I could stare into our son’s eyes for hours on end and never get bored. He has these big bright beautiful blue eyes that you could get lost in. Everyone always comments on his eyes-they are truly spectacular. Full of wonder and complete innocence.
Unfortunately they will not always be so full of innocence. Our world has this terrible way of taking away our children’s innocence.
Because as much as you want them to stay young and innocent forever, they won’t. And honestly, don’t you want them to go on to live a God-centered, happy, exciting life outside of your home? Of course you do.
It’s a difficult thing to be a parent though. Nobody can prepare you for the mixed feelings you have all the time. You want them to be able to play on their own, eat on their own, make friends, etc. At the same time, you want to play with them, help them with their food, be their only friend, etc. Its a conundrum that I most certainly wasn’t prepared for. In the midst of every day life I’m constantly trying to find the balance between being right next to our son and giving him some space. I don’t want to miss one thing. He won’t be this young forever and he’s already showing how independent he can be and wants to be. While I’m excited for that and for him because it is totally normal, I’m also heartbroken. Maybe heartbroken is a bit far…but you understand what I mean.
As I notice him wanting more independence I find myself wanting to gaze into his eyes more and pray for him more. So, I am doing just those things.
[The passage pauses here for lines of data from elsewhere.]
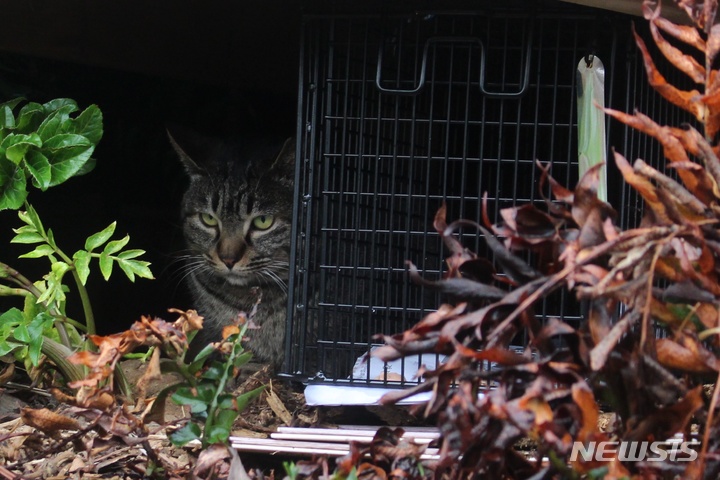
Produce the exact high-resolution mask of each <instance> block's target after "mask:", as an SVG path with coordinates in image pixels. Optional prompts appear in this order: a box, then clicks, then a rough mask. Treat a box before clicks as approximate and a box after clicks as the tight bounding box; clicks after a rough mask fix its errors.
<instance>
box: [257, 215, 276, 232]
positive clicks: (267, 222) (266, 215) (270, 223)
mask: <svg viewBox="0 0 720 480" xmlns="http://www.w3.org/2000/svg"><path fill="white" fill-rule="evenodd" d="M274 220H275V219H274V218H273V216H272V215H258V216H257V217H255V218H253V227H255V228H257V229H258V230H267V229H268V228H270V227H272V223H273V221H274Z"/></svg>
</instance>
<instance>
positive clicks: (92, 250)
mask: <svg viewBox="0 0 720 480" xmlns="http://www.w3.org/2000/svg"><path fill="white" fill-rule="evenodd" d="M115 227H117V222H113V223H111V224H110V225H108V226H107V227H105V229H103V230H102V231H100V232H98V233H94V234H92V235H90V236H89V237H88V239H87V240H85V250H87V251H88V252H92V251H93V250H95V249H96V248H97V247H99V246H100V245H102V244H103V243H105V242H107V241H108V240H110V237H112V234H113V233H115Z"/></svg>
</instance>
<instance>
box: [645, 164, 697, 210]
mask: <svg viewBox="0 0 720 480" xmlns="http://www.w3.org/2000/svg"><path fill="white" fill-rule="evenodd" d="M633 169H634V170H635V172H636V173H638V174H640V175H642V176H644V177H647V178H649V179H651V180H654V181H655V182H657V184H658V187H659V188H660V189H661V190H664V191H665V192H666V193H668V194H669V195H670V196H671V198H672V199H673V200H674V205H673V206H674V207H675V208H677V209H679V210H682V211H683V213H684V212H687V216H690V215H693V216H692V217H691V218H690V219H692V220H702V219H705V218H706V216H707V215H706V214H707V213H708V209H707V207H706V205H705V204H704V203H702V202H701V201H700V200H699V199H698V198H697V197H696V196H695V195H693V194H692V193H690V192H689V191H687V190H686V189H685V187H683V186H682V185H680V184H679V183H678V182H676V181H675V180H673V179H672V178H670V177H668V176H667V175H665V174H663V173H660V172H659V171H657V170H656V169H654V168H652V167H651V166H650V165H648V164H647V163H645V162H644V161H643V160H641V159H638V160H635V163H634V164H633ZM666 206H667V204H666Z"/></svg>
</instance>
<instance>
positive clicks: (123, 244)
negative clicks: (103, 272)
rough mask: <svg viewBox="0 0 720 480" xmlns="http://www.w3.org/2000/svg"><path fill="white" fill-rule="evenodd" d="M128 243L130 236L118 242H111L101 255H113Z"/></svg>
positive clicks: (118, 251)
mask: <svg viewBox="0 0 720 480" xmlns="http://www.w3.org/2000/svg"><path fill="white" fill-rule="evenodd" d="M129 241H130V235H125V236H124V237H123V238H121V239H120V240H113V241H112V242H110V243H108V244H107V245H105V249H104V250H103V253H105V254H107V255H112V254H113V253H117V252H119V251H120V250H122V248H123V247H124V246H125V245H127V243H128V242H129Z"/></svg>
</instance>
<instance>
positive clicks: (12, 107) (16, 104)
mask: <svg viewBox="0 0 720 480" xmlns="http://www.w3.org/2000/svg"><path fill="white" fill-rule="evenodd" d="M23 101H25V98H24V97H17V98H13V99H12V100H8V101H7V102H2V103H0V107H10V109H11V110H14V109H15V107H17V106H18V105H20V103H21V102H23Z"/></svg>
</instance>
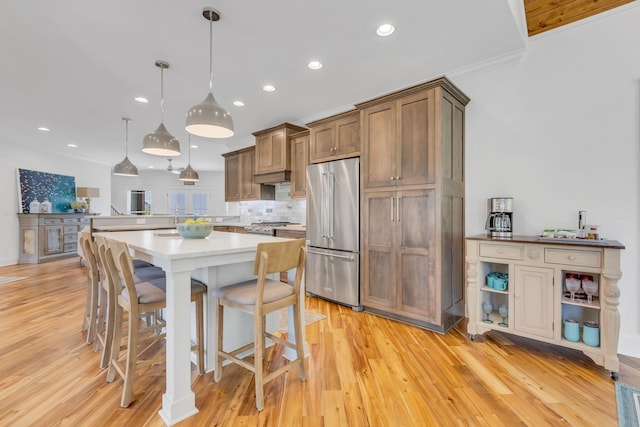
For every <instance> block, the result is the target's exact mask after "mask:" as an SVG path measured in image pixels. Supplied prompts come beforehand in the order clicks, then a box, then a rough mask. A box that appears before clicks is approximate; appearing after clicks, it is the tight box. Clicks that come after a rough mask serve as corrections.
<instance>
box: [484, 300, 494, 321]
mask: <svg viewBox="0 0 640 427" xmlns="http://www.w3.org/2000/svg"><path fill="white" fill-rule="evenodd" d="M482 311H483V312H484V314H485V318H484V319H483V320H482V321H483V322H484V323H493V320H491V319H490V318H489V315H490V314H491V312H492V311H493V304H491V303H490V302H485V303H483V304H482Z"/></svg>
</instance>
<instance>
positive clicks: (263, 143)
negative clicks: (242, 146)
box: [255, 130, 288, 175]
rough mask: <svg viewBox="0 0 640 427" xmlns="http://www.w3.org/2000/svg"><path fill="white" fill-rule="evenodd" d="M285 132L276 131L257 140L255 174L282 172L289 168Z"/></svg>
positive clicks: (281, 131) (265, 134)
mask: <svg viewBox="0 0 640 427" xmlns="http://www.w3.org/2000/svg"><path fill="white" fill-rule="evenodd" d="M286 148H287V144H286V141H285V132H284V130H275V131H273V132H270V133H267V134H265V135H260V136H258V137H257V138H256V164H255V174H256V175H259V174H263V173H269V172H280V171H283V170H285V169H286V168H287V167H288V164H287V153H286Z"/></svg>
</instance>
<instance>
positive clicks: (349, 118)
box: [336, 115, 360, 156]
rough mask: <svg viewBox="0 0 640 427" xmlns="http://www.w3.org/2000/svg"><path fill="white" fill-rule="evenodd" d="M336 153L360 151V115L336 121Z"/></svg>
mask: <svg viewBox="0 0 640 427" xmlns="http://www.w3.org/2000/svg"><path fill="white" fill-rule="evenodd" d="M336 136H337V138H338V146H337V147H336V148H337V153H336V154H338V155H340V156H344V155H349V154H352V153H359V152H360V115H354V116H352V117H347V118H345V119H342V120H338V121H337V122H336Z"/></svg>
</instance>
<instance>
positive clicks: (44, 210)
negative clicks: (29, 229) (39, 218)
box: [40, 197, 51, 213]
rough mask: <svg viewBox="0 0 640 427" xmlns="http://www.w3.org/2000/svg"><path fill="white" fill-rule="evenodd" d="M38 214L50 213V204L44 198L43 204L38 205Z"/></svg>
mask: <svg viewBox="0 0 640 427" xmlns="http://www.w3.org/2000/svg"><path fill="white" fill-rule="evenodd" d="M40 212H41V213H51V202H50V201H49V199H47V198H46V197H45V198H44V202H42V203H40Z"/></svg>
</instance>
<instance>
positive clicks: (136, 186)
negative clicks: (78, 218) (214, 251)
mask: <svg viewBox="0 0 640 427" xmlns="http://www.w3.org/2000/svg"><path fill="white" fill-rule="evenodd" d="M198 175H199V177H200V181H198V182H196V183H195V184H194V185H193V186H185V185H184V184H183V183H182V181H180V180H179V179H178V175H175V174H172V173H169V172H167V171H166V170H161V171H160V170H141V171H139V176H137V177H127V176H115V175H114V176H113V179H112V190H111V201H112V204H113V207H115V208H116V209H117V210H118V211H119V212H121V213H126V212H127V190H132V189H133V190H150V191H151V213H152V214H171V213H172V212H169V211H168V210H167V191H166V190H167V188H169V187H172V188H176V187H182V188H185V189H189V188H199V187H210V188H212V189H213V196H212V198H213V200H212V209H213V210H212V212H211V215H218V216H226V215H230V214H229V213H227V206H226V204H225V201H224V172H221V171H218V172H198Z"/></svg>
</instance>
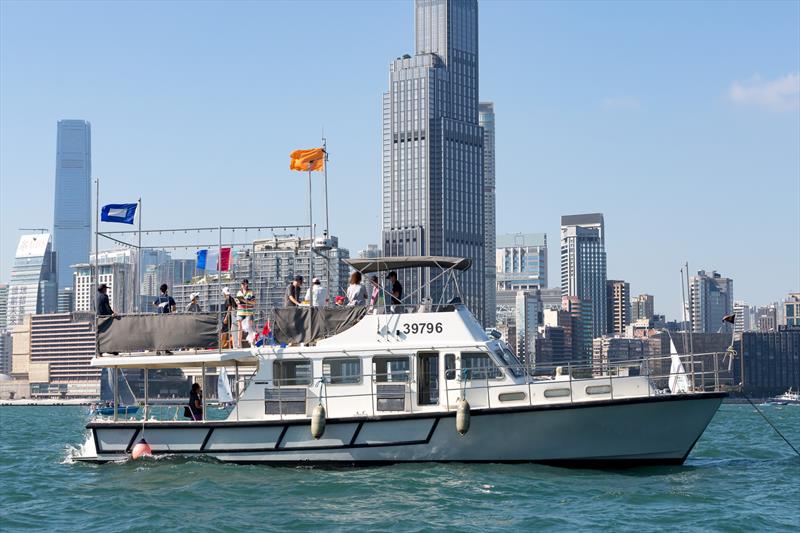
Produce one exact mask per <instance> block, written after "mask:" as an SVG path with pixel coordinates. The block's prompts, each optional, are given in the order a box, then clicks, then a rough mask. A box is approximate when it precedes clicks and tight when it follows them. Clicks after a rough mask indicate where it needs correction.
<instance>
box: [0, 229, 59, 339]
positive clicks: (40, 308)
mask: <svg viewBox="0 0 800 533" xmlns="http://www.w3.org/2000/svg"><path fill="white" fill-rule="evenodd" d="M56 276H57V274H56V262H55V254H54V253H53V249H52V242H51V238H50V234H49V233H37V234H32V235H23V236H22V237H20V239H19V244H18V245H17V251H16V254H15V256H14V266H13V267H12V269H11V280H10V282H9V284H8V303H7V311H6V325H7V327H9V328H10V327H12V326H16V325H17V324H20V323H21V322H22V319H23V317H25V315H34V314H41V313H52V312H53V311H55V310H56V306H57V304H58V284H57V279H56Z"/></svg>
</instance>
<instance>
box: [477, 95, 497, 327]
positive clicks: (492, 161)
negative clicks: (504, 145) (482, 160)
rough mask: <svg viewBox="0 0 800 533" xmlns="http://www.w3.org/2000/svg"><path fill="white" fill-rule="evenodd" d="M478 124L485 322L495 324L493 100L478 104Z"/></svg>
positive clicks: (495, 321)
mask: <svg viewBox="0 0 800 533" xmlns="http://www.w3.org/2000/svg"><path fill="white" fill-rule="evenodd" d="M478 124H480V125H481V127H482V128H483V224H484V235H483V240H484V251H485V254H484V269H485V270H486V274H485V277H484V284H485V286H486V287H485V289H484V294H485V298H486V299H485V305H484V324H486V325H487V326H489V325H493V324H495V323H496V321H497V317H496V315H495V311H496V302H495V296H496V293H495V291H496V290H497V287H495V277H496V276H497V269H496V266H495V239H496V233H497V213H496V209H495V204H496V200H495V155H494V154H495V152H494V103H492V102H480V103H479V104H478Z"/></svg>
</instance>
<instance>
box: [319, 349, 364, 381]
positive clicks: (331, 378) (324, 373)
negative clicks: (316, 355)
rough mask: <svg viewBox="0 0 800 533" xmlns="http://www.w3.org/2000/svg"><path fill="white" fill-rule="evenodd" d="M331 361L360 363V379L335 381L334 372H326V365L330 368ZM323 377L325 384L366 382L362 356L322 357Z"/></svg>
mask: <svg viewBox="0 0 800 533" xmlns="http://www.w3.org/2000/svg"><path fill="white" fill-rule="evenodd" d="M331 362H345V363H358V381H338V382H336V381H333V378H334V376H333V375H332V374H327V375H326V374H325V365H328V366H329V368H330V364H331ZM342 378H344V376H343V375H340V376H337V379H342ZM322 379H323V380H324V381H325V386H330V385H332V386H337V385H361V384H362V383H364V364H363V362H362V360H361V358H360V357H341V356H339V357H323V358H322Z"/></svg>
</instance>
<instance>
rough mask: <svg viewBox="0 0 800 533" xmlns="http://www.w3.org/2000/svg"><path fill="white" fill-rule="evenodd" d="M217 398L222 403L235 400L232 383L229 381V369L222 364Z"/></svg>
mask: <svg viewBox="0 0 800 533" xmlns="http://www.w3.org/2000/svg"><path fill="white" fill-rule="evenodd" d="M217 400H218V401H219V402H220V403H230V402H232V401H233V394H232V393H231V383H230V381H228V371H227V370H225V367H224V366H222V367H220V368H219V378H218V379H217Z"/></svg>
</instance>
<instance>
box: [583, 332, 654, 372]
mask: <svg viewBox="0 0 800 533" xmlns="http://www.w3.org/2000/svg"><path fill="white" fill-rule="evenodd" d="M648 353H649V349H648V342H647V341H646V340H644V339H641V338H639V339H629V338H626V337H616V336H608V335H603V336H602V337H598V338H596V339H594V340H592V366H593V367H594V371H595V373H598V374H599V373H605V372H608V371H609V370H612V369H610V367H609V365H611V366H613V365H614V363H620V362H623V361H632V360H637V359H642V358H643V357H645V356H646V355H648Z"/></svg>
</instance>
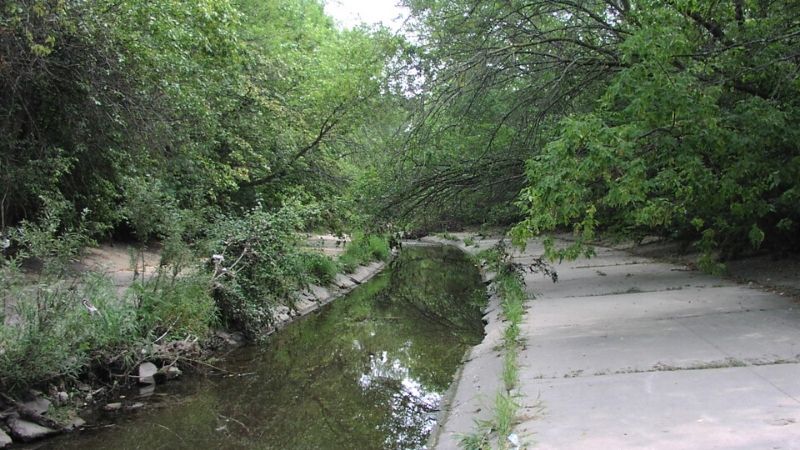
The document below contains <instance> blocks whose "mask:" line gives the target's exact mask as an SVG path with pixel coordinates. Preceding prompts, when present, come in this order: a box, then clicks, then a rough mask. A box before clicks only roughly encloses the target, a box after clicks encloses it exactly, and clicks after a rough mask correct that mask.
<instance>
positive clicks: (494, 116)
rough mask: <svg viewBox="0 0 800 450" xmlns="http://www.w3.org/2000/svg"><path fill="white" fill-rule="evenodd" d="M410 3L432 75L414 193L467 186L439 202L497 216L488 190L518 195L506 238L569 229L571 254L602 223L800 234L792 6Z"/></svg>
mask: <svg viewBox="0 0 800 450" xmlns="http://www.w3.org/2000/svg"><path fill="white" fill-rule="evenodd" d="M406 4H407V5H408V6H409V7H410V8H411V10H412V12H413V17H414V19H415V20H414V24H415V25H414V26H415V30H416V31H417V36H418V38H419V39H420V40H421V42H423V43H424V45H421V46H420V48H419V49H418V50H419V51H418V52H417V53H416V54H415V55H414V56H415V61H417V62H418V63H419V65H420V66H423V69H420V71H421V73H424V75H425V82H426V89H425V90H424V92H422V93H420V94H419V95H418V96H416V97H415V100H416V103H415V108H416V111H417V114H416V115H415V121H414V123H413V126H412V127H410V128H409V129H408V130H407V139H406V145H405V147H404V149H405V152H404V158H403V159H402V163H400V164H399V166H401V167H402V168H401V169H400V170H401V172H403V173H404V174H405V178H404V179H405V180H407V182H406V183H407V184H406V185H403V186H402V192H400V193H397V194H396V196H397V197H403V202H404V203H405V204H407V205H409V207H417V206H418V205H424V204H427V203H438V204H442V203H446V202H450V201H451V200H452V198H453V197H458V198H462V199H463V198H468V199H471V200H472V202H473V203H472V204H470V205H465V207H463V208H461V210H460V211H459V212H458V214H457V215H455V216H454V215H452V213H451V212H450V211H449V210H448V209H437V208H433V210H434V211H436V212H439V213H443V214H449V215H450V217H458V218H460V219H461V220H463V219H469V218H477V217H480V218H482V220H490V219H501V220H502V219H503V218H502V217H492V215H490V214H488V212H487V211H488V209H487V207H486V206H487V204H488V205H491V206H494V207H495V208H496V207H497V206H501V207H502V206H505V204H506V203H507V202H508V198H509V197H517V204H518V206H520V207H521V214H522V216H516V219H519V220H520V223H519V225H517V226H516V228H515V232H516V235H517V236H518V237H519V238H524V237H526V236H530V235H537V234H540V233H542V232H546V231H549V230H555V229H562V228H567V229H574V230H575V232H576V233H577V235H578V237H579V245H577V246H575V247H574V248H572V249H571V250H570V252H569V253H571V254H575V252H576V251H578V250H580V242H581V241H589V240H592V239H593V238H594V237H595V234H596V232H597V231H599V230H604V231H606V232H613V233H615V234H618V235H622V236H626V237H634V238H635V237H642V236H645V235H662V236H669V237H677V238H680V239H686V240H688V241H699V243H700V244H701V247H702V249H703V250H704V251H706V252H707V253H708V254H709V255H710V254H711V253H712V252H715V251H717V250H723V256H729V255H732V254H735V253H736V252H738V251H741V250H743V249H746V248H758V247H759V246H761V245H763V244H765V243H766V244H770V245H773V246H778V247H784V248H788V247H789V246H791V247H794V248H797V246H798V245H800V240H798V239H797V236H800V228H799V227H800V225H799V222H798V221H800V197H798V195H800V148H799V147H798V142H799V140H798V138H800V136H798V128H797V126H796V124H797V123H798V120H800V109H798V108H799V107H800V103H799V102H800V78H798V74H799V72H800V53H798V49H799V48H800V4H798V3H797V2H794V1H789V0H786V1H761V0H725V1H709V2H699V1H695V0H659V1H651V0H641V1H640V0H596V1H581V2H577V1H571V0H563V1H562V0H527V1H516V0H512V1H484V0H457V1H438V0H408V1H407V2H406ZM522 161H525V163H524V164H523V162H522ZM522 177H524V178H525V180H524V187H522V186H521V185H522V184H523V181H522V180H521V178H522ZM520 188H521V189H520ZM393 189H394V187H392V188H388V189H387V190H388V192H389V193H392V191H393ZM465 192H466V193H469V195H477V198H475V199H472V198H471V197H470V196H469V195H467V196H465V195H464V193H465ZM498 203H499V205H498ZM500 211H505V212H506V218H510V219H512V220H513V219H515V215H514V211H513V210H507V209H503V208H500ZM509 213H511V214H509ZM561 255H562V256H564V255H566V253H564V252H562V253H561ZM706 262H708V263H711V261H710V260H708V261H706Z"/></svg>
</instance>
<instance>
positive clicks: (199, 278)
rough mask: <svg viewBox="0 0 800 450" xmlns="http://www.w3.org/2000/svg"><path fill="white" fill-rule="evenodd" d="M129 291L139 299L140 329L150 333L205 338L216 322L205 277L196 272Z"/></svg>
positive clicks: (131, 293)
mask: <svg viewBox="0 0 800 450" xmlns="http://www.w3.org/2000/svg"><path fill="white" fill-rule="evenodd" d="M130 293H131V294H133V295H135V296H136V297H137V300H138V304H139V308H138V309H137V316H138V319H139V323H140V324H141V328H142V330H143V331H144V332H146V333H149V334H151V336H154V335H158V336H159V337H160V336H162V335H164V336H166V337H168V338H176V339H183V338H186V337H187V336H197V337H201V338H202V337H205V336H206V335H208V332H209V330H210V329H211V327H213V326H214V325H215V324H216V322H217V309H216V304H215V303H214V299H213V297H212V296H211V292H210V291H209V288H208V279H206V278H203V277H201V276H198V275H195V276H191V277H185V278H178V279H175V280H174V281H172V282H163V281H161V280H158V279H156V280H152V281H150V282H146V283H137V284H135V285H133V286H132V287H131V290H130Z"/></svg>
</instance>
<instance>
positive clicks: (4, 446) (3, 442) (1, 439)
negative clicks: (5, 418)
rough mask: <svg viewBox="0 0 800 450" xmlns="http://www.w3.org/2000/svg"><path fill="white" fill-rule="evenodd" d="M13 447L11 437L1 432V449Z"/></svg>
mask: <svg viewBox="0 0 800 450" xmlns="http://www.w3.org/2000/svg"><path fill="white" fill-rule="evenodd" d="M9 445H11V436H9V435H7V434H6V432H5V431H3V430H0V448H6V447H8V446H9Z"/></svg>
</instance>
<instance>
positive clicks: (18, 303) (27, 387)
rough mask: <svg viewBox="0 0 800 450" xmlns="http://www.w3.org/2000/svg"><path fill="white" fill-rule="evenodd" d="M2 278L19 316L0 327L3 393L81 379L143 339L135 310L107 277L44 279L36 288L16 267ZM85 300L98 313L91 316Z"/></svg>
mask: <svg viewBox="0 0 800 450" xmlns="http://www.w3.org/2000/svg"><path fill="white" fill-rule="evenodd" d="M2 278H3V282H4V283H3V284H5V286H4V287H7V288H9V289H8V290H7V291H6V293H7V295H8V296H10V297H12V298H13V299H14V301H15V303H16V307H15V310H16V313H17V315H16V316H15V318H14V322H15V323H14V324H13V325H11V326H3V327H0V349H2V351H0V375H1V376H0V380H2V381H0V390H3V391H5V390H8V391H18V390H22V389H25V388H28V387H30V386H32V385H34V384H38V383H41V382H45V381H48V380H52V379H56V378H62V377H71V378H75V377H77V376H78V375H79V374H80V373H81V372H82V371H84V370H85V369H86V368H87V367H89V366H90V365H91V363H92V361H97V360H103V361H105V360H108V359H110V358H111V357H115V356H118V355H120V354H124V353H126V350H127V349H128V348H131V347H132V346H134V345H135V343H137V342H138V341H139V336H140V332H139V327H138V325H137V322H136V314H135V309H134V307H133V306H132V305H130V304H127V303H124V302H120V301H119V300H118V299H117V298H116V295H115V288H114V286H113V284H112V283H111V282H110V280H108V279H107V278H104V277H101V276H99V275H91V276H87V277H84V278H82V279H81V280H79V281H75V282H72V283H67V282H63V281H62V282H55V281H52V280H40V281H39V283H37V284H35V285H33V286H30V285H29V284H28V283H27V282H26V279H25V277H24V276H23V275H22V274H21V273H20V272H18V271H16V269H15V268H14V267H13V265H9V266H7V267H5V268H4V270H3V275H2ZM83 301H88V302H89V303H90V304H91V305H92V306H93V307H95V308H96V309H97V312H96V313H94V314H91V313H90V312H89V310H88V309H87V308H86V307H85V306H84V305H83V304H82V302H83Z"/></svg>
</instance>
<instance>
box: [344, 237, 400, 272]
mask: <svg viewBox="0 0 800 450" xmlns="http://www.w3.org/2000/svg"><path fill="white" fill-rule="evenodd" d="M389 254H390V250H389V241H388V239H387V238H386V236H382V235H369V236H367V235H364V234H362V233H354V234H353V239H352V241H351V242H350V243H349V244H347V247H346V248H345V251H344V253H342V255H341V256H339V265H340V266H341V268H342V270H344V271H345V272H347V273H351V272H353V271H354V270H355V269H356V267H358V266H359V265H361V264H364V263H366V262H369V261H375V260H378V261H385V260H387V259H388V258H389Z"/></svg>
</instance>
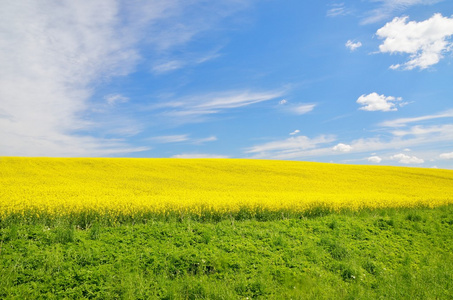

I want to and need to. I want to be aware that he won’t always be in our home and I won’t be around for all he does. I won’t always get to touch his little hand as I pray for him. I won’t always get to steal kisses throughout the day. But for now, I am able to do these things, so I am going to relish in these moments. These moments are fleeting, but they are oh so sweet. Those eyes of his are oh so sweet.
I encourage you to take time everyday to truly look into your child’s eyes and see the sweet innocence they posses. One day you will look and it will no longer be that way. One day you will look and see the weight of the world on their shoulders. You will see the sadness. You will see the pain.
One day you will look and you will see the fruits of the spirit and wisdom. You may not see the innocence anymore, but as you pray for, over, and with your child, God hears you. He hears your prayer for your child to know Him even amidst the chaos, confusion, and pain of the world.
He hears you. He sees you. He knows your heart.
One day you may not see the innocence anymore.
One day. You will see Christ in their eyes.